The bidding rounds saw companies awarded 20-year service contracts worth $150bn and $200bn for fields in the north and south of the country. Occidental Petroleum Eni, and Korean Gas Corp were granted contracts for the Zubair oil field, Rumaila was won by BP and the Chinese National Petroleum Corp and West Qurna phase 1 by ExxonMobil and Royal Dutch Shell.

Viewed broadly as a success, Oil Minister Hussain Al-Shahristani’s auction was the first Baghdad has held in decades. Seen as a new beginning for the Iraqi oil industry, the auction has secured private foreign investment in the redevelopment of the industry in what remains a very dangerous country.

Security problems

Iraq’s oil infrastructure has become a prime target for insurgent attacks. The pipeline that exports Iraqi oil to neighbouring Turkey and Syria has been bombed numerous times over the past six months, leading to the ramping up of the oil industry’s special police force. The cultural value of the land around the towering rigs could also pose a problem to foreign firms operating in the country as tribal leaders demand recompense for the loss of ancestral grounds. The land around the wells is also used for farming by local Iraqis. Agriculture makes up less than 10% of Iraq’s GDP but provides over 20% of the country’s jobs.

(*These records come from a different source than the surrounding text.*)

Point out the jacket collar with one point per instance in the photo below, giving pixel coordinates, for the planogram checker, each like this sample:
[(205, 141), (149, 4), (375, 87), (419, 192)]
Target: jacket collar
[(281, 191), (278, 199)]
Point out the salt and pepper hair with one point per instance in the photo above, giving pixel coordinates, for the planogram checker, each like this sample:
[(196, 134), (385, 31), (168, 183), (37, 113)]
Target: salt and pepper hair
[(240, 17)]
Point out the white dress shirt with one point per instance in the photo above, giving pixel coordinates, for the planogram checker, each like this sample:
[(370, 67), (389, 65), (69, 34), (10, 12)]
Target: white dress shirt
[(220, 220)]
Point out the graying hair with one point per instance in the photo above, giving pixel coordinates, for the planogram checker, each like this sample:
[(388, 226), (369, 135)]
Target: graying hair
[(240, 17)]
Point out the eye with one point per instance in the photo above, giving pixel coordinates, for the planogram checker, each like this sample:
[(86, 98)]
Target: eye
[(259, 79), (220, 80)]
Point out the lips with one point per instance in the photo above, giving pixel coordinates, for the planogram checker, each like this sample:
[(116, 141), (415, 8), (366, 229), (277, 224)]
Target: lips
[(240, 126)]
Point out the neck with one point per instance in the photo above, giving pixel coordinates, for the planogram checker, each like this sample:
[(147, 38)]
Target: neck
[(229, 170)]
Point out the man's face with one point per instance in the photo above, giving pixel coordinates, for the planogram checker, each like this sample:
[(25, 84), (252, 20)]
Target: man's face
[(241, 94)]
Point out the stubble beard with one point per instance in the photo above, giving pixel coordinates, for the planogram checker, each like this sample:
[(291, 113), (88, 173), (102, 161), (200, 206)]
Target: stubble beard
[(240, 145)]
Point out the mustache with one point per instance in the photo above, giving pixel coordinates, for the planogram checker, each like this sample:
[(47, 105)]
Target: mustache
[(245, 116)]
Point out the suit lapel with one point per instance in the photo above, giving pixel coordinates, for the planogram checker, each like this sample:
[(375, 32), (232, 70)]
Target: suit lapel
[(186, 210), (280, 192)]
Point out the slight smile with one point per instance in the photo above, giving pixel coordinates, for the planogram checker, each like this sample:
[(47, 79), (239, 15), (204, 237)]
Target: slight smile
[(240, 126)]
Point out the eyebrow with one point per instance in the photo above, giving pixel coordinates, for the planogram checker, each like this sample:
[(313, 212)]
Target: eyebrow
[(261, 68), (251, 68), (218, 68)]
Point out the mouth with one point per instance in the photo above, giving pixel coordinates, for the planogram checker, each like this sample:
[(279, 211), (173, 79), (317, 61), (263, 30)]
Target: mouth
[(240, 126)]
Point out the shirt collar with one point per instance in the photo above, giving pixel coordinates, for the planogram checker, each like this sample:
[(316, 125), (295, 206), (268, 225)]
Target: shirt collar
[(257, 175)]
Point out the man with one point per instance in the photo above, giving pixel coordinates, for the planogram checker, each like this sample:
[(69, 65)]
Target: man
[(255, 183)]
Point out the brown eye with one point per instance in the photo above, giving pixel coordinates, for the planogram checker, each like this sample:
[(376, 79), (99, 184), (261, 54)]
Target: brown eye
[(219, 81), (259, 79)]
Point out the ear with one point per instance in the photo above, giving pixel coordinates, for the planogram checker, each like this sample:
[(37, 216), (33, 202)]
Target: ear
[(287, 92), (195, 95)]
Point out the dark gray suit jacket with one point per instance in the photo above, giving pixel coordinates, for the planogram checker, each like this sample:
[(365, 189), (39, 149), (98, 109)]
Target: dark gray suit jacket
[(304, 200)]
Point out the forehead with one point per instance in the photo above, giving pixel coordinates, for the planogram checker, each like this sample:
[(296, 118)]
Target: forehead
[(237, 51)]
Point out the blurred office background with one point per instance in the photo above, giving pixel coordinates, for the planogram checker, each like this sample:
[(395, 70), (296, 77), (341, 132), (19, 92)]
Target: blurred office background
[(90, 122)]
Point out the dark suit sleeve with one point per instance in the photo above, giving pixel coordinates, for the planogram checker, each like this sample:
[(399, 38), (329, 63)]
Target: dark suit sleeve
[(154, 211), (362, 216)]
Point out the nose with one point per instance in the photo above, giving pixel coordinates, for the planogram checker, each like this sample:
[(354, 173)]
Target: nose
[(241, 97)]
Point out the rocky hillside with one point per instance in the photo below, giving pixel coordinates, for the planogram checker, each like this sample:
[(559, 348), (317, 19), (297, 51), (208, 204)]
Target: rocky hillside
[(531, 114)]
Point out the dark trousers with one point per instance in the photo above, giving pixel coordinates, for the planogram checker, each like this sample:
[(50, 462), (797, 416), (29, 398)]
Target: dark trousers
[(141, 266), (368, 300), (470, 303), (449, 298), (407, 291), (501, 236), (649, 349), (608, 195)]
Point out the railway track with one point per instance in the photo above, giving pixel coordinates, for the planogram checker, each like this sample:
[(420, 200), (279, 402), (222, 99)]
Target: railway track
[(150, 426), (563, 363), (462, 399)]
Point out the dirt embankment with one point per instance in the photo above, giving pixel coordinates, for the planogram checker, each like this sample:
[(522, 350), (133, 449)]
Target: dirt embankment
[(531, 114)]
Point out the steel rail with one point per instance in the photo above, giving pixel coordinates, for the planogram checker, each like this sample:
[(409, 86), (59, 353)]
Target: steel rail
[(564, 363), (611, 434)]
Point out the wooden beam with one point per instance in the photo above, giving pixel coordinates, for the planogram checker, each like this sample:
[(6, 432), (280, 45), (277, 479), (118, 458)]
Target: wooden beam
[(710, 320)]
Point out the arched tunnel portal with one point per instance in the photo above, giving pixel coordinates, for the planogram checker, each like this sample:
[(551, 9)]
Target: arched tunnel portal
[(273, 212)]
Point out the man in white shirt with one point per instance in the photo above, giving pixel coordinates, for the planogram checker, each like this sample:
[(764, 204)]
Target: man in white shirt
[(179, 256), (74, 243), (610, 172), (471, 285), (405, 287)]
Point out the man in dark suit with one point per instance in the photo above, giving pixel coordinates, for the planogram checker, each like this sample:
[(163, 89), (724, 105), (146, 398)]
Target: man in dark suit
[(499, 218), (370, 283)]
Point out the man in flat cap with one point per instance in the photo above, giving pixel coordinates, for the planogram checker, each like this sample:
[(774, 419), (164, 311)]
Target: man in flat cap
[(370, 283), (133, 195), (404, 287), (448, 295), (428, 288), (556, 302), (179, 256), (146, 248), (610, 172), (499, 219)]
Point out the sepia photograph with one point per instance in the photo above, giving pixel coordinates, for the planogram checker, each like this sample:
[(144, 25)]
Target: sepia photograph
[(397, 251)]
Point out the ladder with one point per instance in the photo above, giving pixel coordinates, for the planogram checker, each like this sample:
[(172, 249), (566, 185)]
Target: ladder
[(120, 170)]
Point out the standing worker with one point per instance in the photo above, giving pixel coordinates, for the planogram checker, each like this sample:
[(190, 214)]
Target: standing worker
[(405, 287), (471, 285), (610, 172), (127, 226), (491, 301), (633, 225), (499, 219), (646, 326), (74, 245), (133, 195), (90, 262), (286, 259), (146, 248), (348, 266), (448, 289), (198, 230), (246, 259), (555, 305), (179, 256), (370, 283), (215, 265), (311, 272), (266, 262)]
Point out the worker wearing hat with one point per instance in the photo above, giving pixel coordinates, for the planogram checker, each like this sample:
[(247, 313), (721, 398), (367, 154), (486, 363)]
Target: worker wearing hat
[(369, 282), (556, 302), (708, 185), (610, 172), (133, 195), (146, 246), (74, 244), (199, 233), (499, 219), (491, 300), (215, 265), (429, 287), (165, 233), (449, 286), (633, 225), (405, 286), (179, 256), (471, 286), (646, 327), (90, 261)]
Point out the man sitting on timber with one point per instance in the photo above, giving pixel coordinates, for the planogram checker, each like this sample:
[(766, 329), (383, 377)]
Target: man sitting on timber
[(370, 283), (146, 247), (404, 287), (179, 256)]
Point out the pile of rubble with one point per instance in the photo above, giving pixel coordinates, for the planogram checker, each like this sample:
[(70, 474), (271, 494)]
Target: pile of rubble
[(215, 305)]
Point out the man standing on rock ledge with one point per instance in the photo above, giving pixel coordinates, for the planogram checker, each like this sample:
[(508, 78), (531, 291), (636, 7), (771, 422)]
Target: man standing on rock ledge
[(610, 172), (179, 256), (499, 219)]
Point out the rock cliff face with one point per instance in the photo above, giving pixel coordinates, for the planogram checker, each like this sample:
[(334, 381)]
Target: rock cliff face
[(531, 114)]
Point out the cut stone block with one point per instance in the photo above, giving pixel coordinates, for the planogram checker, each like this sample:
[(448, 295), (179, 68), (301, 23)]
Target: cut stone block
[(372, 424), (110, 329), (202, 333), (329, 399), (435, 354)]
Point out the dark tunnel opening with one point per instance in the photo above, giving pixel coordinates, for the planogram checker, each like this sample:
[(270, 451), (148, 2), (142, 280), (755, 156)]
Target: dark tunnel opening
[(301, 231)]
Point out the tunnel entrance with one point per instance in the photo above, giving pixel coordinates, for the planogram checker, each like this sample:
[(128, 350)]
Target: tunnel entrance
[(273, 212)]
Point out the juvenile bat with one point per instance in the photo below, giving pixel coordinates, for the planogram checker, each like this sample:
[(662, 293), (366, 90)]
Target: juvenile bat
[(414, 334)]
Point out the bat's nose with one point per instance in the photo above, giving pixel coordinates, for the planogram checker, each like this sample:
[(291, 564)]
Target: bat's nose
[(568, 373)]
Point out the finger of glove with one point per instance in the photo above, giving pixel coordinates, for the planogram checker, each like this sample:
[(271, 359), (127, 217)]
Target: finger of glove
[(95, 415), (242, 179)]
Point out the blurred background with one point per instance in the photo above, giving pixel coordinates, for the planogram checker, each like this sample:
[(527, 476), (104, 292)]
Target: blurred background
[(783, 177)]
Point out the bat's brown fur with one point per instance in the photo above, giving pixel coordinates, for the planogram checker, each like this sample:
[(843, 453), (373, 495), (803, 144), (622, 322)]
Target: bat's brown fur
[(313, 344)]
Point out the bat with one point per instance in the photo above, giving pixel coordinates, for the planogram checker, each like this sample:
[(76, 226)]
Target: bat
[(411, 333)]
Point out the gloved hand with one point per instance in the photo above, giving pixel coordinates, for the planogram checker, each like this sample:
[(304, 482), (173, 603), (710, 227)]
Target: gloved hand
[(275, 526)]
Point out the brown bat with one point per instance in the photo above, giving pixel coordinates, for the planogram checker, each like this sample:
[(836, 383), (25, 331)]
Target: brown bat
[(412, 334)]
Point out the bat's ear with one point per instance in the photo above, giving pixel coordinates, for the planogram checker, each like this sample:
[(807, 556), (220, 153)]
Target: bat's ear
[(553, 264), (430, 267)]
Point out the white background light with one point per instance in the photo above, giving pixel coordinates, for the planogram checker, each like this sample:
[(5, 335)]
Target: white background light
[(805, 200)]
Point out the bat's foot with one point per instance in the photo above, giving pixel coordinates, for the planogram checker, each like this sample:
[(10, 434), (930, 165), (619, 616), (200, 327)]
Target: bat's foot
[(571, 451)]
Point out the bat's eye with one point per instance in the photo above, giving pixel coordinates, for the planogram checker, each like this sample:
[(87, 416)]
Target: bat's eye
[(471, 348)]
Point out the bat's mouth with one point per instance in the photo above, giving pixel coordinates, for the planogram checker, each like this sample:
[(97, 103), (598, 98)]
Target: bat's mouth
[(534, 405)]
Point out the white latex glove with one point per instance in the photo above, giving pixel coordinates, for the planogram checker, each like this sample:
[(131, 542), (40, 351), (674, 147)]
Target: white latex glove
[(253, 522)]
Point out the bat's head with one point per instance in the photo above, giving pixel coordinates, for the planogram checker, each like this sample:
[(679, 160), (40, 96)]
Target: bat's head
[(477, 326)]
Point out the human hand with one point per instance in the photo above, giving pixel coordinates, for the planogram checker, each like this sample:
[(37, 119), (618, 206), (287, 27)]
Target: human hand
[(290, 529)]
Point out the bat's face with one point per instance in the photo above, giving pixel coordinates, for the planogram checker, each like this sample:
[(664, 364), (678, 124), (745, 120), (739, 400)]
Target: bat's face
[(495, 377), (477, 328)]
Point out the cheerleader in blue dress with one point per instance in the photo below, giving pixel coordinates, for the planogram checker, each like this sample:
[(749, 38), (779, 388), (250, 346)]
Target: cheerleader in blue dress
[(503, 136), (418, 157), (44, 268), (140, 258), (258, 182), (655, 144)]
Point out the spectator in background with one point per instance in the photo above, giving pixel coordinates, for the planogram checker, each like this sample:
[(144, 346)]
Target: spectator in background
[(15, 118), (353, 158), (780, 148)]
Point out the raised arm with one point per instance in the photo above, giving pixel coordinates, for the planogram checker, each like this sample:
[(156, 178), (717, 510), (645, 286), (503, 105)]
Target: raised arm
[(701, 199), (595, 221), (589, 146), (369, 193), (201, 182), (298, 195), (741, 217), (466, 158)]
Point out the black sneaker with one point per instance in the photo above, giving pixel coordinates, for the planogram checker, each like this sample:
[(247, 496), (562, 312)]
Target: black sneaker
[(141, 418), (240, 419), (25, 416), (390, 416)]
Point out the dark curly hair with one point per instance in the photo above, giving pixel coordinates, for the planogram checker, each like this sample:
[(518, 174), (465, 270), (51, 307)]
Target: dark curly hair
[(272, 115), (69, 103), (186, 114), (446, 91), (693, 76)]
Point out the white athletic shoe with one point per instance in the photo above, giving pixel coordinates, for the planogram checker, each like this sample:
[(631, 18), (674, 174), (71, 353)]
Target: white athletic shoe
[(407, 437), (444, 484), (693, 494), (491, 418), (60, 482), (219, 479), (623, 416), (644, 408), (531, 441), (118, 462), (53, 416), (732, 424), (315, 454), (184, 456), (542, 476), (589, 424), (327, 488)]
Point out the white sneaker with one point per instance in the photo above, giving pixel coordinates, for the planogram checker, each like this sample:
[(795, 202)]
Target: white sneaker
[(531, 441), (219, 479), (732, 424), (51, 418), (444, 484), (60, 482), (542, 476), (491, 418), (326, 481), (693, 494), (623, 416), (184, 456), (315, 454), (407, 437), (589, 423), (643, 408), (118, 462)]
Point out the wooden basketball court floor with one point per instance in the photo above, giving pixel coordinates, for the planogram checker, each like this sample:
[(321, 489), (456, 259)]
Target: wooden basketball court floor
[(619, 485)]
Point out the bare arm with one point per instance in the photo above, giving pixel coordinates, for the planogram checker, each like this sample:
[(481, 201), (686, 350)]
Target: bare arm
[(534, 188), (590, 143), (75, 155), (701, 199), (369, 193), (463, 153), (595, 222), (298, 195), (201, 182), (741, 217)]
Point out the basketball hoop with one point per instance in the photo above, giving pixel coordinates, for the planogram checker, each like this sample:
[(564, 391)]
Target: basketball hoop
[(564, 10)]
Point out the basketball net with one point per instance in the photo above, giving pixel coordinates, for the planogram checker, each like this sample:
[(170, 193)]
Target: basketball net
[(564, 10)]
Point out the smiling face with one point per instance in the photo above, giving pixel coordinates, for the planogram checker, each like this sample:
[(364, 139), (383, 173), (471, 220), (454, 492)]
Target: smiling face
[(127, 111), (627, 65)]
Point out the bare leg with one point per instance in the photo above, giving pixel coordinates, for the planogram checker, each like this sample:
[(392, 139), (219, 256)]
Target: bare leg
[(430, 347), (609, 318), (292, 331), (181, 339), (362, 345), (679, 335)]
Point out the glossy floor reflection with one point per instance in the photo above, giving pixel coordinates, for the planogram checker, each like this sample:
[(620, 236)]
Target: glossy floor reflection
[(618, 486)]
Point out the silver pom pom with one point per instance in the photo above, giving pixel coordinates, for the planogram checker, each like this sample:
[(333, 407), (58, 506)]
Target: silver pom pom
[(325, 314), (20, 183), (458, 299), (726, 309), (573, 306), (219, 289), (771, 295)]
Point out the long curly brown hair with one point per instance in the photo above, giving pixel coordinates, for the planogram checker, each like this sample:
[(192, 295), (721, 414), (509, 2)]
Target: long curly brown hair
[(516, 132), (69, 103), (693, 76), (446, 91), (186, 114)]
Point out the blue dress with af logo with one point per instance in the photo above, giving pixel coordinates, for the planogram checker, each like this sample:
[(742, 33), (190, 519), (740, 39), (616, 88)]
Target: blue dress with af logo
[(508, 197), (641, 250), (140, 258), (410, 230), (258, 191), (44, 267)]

While government threats to send in the army may have put a temporary halt to attacks, tensions remain high. Oil may be Iraq’s biggest cash crop, but the industry is notorious for providing jobs to only a tiny body of employees relative to the profits it makes, and those jobs that it does provide are for highly skilled professionals. Iraqis, lacking the skill sets desired by the Western oil giants moving into their land, are unlikely to benefit from jobs in the oil sector any time soon.

Jumping the hurdles

An oil law was submitted to Iraq’s parliament in 2007 looking to clearly define how revenue from Iraq’s vast oil reserves would be split.

The thinking behind the bill was to give some kind of equity to the country’s Shi’ite, Sunni and Kurdish populations. The Kurdish Regional Government however, began signing its own contracts with foreign companies including the Perenco SA, American Hunt Oil Co and the Canadian Heritage Oil Corp. In response, Baghdad threatened to declare the deals illegal and launched its own tenders for contracts.

“Iraq has the third-largest oil reserves in the world and has historically been the second-biggest global producer of oil.”

Arburthnot Securities oil and gas analyst Dougie Youngson believes this year has seen the first significant uptick in activity since the invasion. "Elections this year have influenced the recent upsurge of interest in Iraq’s gold fields quite significantly. Kurdistan has massive oil reserves and a security situation that is about a million times better than that of Iraq."

The wrangling over the legality of regional contracts continues to plague foreign companies operating in the region. Just this week, the Kurdish Regional Government announced a deal signed with Germany’s RWE, a utilities company, to export natural gas from northern Iraq to Europe.

"Iraq is exclusively exporting crude oil and gas through the State Oil Marketing Organisation (SOMO) and there is no other side authorised to sign contracts with local and international companies regarding this issue," the Iraqi Oil Ministry said in a statement condemning the deal.

Iraq’s continuing inability to draw clear lines as to where federal and regional power lines lie in terms of governing the country’s natural resources makes the legality of contracts signed with international companies debatable.

"Post invasion the majority of international oil companies were awarded government contracts by the Kurdish Government and now what we are seeing is a conflict over the validity of these contracts," said Youngson. "Investors either believe that these contracts are fine or that they are not valid. In reality it is a lot more complicated than that. I would say that this year has seen the first significant uptick in activity in the oil industry in Iraq since the invasion. I imagine it is only going to get more complicated from here on in."

With no firm government in Iraq to uphold the very frail laws that exist to protect its interests, the likes of BP, Exxon and Petronas can only hope that their gamble pays off and that extracting the oil from Iraq proves easier than setting up a democracy in the country.